I doubt that. Chemistry of our brains isn't understood. Chemical imbalances are common.

Broski Love
Broski Love

mike is right, once youve been to the darkside and back, you can easily get there again.

MIKE YEVTUCK
MIKE YEVTUCK

Read the story again PTCGAZ stupid. it said he had a substance abuse problem years ago. and being he is from new jersey also in the story I bet he had a heroin problem like most druggies from new jersey and new york city have. the LSD thing was a joke. heroin and heroin use is all over back there in those parts. in the western USA the drug of choice is meth in the north east USA it is heroin and cocaine.

MIKE YEVTUCK
MIKE YEVTUCK

I understand you PTCGAZ are about 33 years old and you are unemployed.

MIKE YEVTUCK
MIKE YEVTUCK

my lame online jokes are also misunderstood as fact when they are merely cheap jokes based on nothing other than pure idiocy.

SteveMuratore
SteveMuratore

Whether he has or has not had a drug problem is not the issue.
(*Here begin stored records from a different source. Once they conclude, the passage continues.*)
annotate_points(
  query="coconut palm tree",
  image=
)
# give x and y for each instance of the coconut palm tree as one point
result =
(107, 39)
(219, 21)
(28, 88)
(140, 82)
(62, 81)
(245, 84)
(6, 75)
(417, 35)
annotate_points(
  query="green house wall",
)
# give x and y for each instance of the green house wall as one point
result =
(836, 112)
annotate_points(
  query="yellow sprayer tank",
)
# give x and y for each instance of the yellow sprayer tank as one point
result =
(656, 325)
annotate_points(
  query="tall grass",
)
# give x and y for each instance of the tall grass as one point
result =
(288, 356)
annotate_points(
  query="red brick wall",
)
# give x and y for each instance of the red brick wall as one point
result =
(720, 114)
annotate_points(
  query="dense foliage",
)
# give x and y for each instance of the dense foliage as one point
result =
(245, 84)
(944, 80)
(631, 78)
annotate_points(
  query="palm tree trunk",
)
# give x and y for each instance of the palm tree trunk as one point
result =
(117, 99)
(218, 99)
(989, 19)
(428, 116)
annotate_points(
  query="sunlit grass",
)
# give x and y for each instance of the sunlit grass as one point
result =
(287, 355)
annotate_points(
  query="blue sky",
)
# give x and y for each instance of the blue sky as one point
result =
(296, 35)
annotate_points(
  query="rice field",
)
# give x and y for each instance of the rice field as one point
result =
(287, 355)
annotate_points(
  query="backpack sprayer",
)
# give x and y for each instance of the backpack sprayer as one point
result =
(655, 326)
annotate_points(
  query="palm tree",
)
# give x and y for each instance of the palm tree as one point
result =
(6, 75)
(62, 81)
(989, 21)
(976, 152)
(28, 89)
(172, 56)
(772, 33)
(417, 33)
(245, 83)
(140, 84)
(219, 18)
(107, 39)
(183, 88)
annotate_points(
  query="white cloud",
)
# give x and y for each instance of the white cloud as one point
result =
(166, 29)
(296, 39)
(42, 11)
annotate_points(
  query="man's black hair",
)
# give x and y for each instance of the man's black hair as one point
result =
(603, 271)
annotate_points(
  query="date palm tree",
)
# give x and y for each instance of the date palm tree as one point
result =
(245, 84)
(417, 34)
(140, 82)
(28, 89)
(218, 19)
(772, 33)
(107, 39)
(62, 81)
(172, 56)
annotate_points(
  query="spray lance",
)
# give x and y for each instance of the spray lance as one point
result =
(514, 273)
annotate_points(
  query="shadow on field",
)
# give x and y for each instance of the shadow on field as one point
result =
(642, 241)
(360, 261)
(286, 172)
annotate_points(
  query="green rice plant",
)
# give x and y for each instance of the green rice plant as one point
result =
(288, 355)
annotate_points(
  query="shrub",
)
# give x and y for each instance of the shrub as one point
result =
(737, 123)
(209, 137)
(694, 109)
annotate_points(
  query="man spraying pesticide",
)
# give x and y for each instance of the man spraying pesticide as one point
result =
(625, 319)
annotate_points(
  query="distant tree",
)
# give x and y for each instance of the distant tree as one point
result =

Mental illness can come out of the blue. And people sometimes can emerge from it. Going through hard times can make it easier to understand what others deal with.

Nemo4mimo
Nemo4mimo

u have no way of knowing what he did since u dont know him. i do and he's a straight shooter with no drugs. there r people who just have a breakdown and i hope it never happens to u.

Grannie
Grannie

I guess you didn't read the article too well. It says, "In his case, substance abuse never was an issue," He had no drug problem. Instead of trying to find some fault in him, mybe you could GET the whole point of the article: People can and do heal and become fully well.

Guest
Guest

with a nasty attitude like that its no wonder you can get hired for a job. your mean an mentally unstable also.

Guest
Guest

your still unemployed GET A JOB!

PTCGAZ
PTCGAZ

wow you are also a piece of shit troll. Sometimes I wonder if all the people are trolls that make lame jokes and fail to understand logic.